TODAYNEWS.ID – Anggota Komisi VI DPR RI Rivqy Abdul Halim, meminta PT Garuda Indonesia mengevaluasi kembali kebijakan baru terkait bagasi penumpang. Perubahan aturan itu dinilai menimbulkan keresahan di tengah masyarakat.
Rivqy menyoroti perubahan sistem bagasi gratis Garuda Indonesia yang mulai diterapkan pada 1 September 2026. Maskapai tersebut mengubah sistem dari weight concept atau berdasarkan berat menjadi piece concept yang menghitung jatah bagasi berdasarkan jumlah koper.
Menurut Rivqy, perubahan tersebut membuat penumpang tidak lagi hanya memperhatikan total berat bagasi. Jumlah koper yang dibawa juga menjadi faktor dengan ketentuan batas berat maksimal untuk masing-masing koper.

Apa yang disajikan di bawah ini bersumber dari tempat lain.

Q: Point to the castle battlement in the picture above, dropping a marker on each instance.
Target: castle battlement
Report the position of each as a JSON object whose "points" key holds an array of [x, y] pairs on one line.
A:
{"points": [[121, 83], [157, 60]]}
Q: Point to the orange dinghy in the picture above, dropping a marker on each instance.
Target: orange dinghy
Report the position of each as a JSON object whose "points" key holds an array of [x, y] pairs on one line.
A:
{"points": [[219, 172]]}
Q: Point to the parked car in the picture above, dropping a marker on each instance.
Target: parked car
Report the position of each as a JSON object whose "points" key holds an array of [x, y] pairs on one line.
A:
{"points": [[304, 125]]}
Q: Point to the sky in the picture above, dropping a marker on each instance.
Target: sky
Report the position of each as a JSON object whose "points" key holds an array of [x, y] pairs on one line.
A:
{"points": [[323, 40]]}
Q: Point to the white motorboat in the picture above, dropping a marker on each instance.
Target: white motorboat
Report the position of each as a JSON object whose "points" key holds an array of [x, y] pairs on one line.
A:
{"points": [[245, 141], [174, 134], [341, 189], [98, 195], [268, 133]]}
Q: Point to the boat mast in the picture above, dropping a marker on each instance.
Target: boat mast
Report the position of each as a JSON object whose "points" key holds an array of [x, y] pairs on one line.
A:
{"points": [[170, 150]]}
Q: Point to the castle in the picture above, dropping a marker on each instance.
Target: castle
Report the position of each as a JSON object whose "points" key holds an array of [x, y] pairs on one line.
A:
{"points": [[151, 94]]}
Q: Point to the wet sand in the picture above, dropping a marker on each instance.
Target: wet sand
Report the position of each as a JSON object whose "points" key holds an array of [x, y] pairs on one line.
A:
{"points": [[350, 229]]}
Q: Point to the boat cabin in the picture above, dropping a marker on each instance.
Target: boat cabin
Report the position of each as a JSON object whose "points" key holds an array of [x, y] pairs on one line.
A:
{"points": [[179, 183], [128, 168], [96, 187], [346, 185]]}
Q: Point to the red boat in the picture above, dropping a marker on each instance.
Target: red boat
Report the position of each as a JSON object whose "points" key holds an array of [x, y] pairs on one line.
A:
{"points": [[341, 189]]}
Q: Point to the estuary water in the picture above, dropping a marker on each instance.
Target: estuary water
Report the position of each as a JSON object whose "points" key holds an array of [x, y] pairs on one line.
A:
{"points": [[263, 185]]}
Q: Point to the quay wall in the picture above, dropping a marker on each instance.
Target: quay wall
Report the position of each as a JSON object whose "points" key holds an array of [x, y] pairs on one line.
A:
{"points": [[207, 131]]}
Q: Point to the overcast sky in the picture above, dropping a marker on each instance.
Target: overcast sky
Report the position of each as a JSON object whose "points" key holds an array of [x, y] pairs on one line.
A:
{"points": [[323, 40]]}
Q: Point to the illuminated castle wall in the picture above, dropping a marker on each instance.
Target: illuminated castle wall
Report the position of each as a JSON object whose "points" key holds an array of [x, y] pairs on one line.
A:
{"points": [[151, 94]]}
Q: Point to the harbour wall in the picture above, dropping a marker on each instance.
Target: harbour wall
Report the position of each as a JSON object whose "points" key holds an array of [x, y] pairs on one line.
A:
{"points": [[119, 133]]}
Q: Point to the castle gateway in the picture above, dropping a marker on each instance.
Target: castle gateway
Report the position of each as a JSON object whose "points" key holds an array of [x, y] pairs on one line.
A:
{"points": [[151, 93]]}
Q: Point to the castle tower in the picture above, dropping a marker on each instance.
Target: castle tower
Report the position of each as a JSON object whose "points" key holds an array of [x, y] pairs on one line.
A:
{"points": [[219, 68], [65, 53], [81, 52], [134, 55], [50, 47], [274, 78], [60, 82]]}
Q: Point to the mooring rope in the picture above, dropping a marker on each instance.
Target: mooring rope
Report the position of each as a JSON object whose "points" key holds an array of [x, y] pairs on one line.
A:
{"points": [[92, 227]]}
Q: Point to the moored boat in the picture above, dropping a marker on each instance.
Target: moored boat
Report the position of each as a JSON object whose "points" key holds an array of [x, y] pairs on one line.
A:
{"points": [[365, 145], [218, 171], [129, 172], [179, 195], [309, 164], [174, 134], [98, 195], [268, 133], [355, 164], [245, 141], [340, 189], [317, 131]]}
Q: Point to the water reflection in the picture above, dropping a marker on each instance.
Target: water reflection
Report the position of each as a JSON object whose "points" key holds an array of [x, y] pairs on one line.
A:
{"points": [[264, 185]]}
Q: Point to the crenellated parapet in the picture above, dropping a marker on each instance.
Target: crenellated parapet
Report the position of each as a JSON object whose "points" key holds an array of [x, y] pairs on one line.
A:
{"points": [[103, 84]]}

“Aturan terkait ini sudah mulai berlaku sejak 1 September 2026. Namun, banyak masyarakat yang merasa dirugikan. Oleh karena itu, saya merekomendasikan kepada Garuda agar aturan ini ditinjau ulang,” kata Rivqy dalam keterangan yang diterima, Jumat (11/9/2026).
Sebab itu, legislator dari Fraksi PKB ini meminta Garuda mengkaji kembali kebijakan tersebut, khususnya dari sisi kesesuaian dengan regulasi yang berlaku.
Rivqy menyebut ketentuan bagasi penumpang telah diatur dalam Peraturan Menteri Perhubungan (Permenhub) Nomor PM 30 Tahun 2021. Dalam aturan tersebut, ketentuan bagasi disebut masih menggunakan pendekatan berdasarkan berat, bukan jumlah koper.
“Aturan mengenai bagasi telah diatur dalam Peraturan Menteri Perhubungan Nomor PM 30 Tahun 2021, di mana ketentuan bagasi dihitung berdasarkan berat, bukan jumlah,” ujarnya.
Selain persoalan regulasi, Rivqy menilai perubahan sistem bagasi berpotensi menimbulkan kebingungan bagi penumpang.
Terlebih, informasi mengenai kemungkinan adanya biaya tambahan ketika membawa lebih dari satu koper dinilai belum tersampaikan secara utuh kepada masyarakat.
“Adanya kegaduhan di masyarakat terkait aturan baru ini tentu menunjukkan bahwa masyarakat belum mendapatkan informasi yang utuh mengenai perubahan aturan, termasuk kepastian tambahan tarif jika membawa bagasi lebih dari satu,” jelasnya.
Karena itu, Rivqy meminta Garuda Indonesia melakukan evaluasi dan meninjau kembali kebijakan tersebut dengan mengedepankan kepentingan dan kepuasan konsumen serta memastikan seluruh ketentuannya sesuai dengan peraturan perundang-undangan yang berlaku.
“Saya merekomendasikan kepada Garuda untuk meninjau ulang aturan baru bagasi ini agar masyarakat tidak merasa dibebani dan kebijakan tersebut tetap sesuai dengan aturan yang berlaku,” pungkasnya.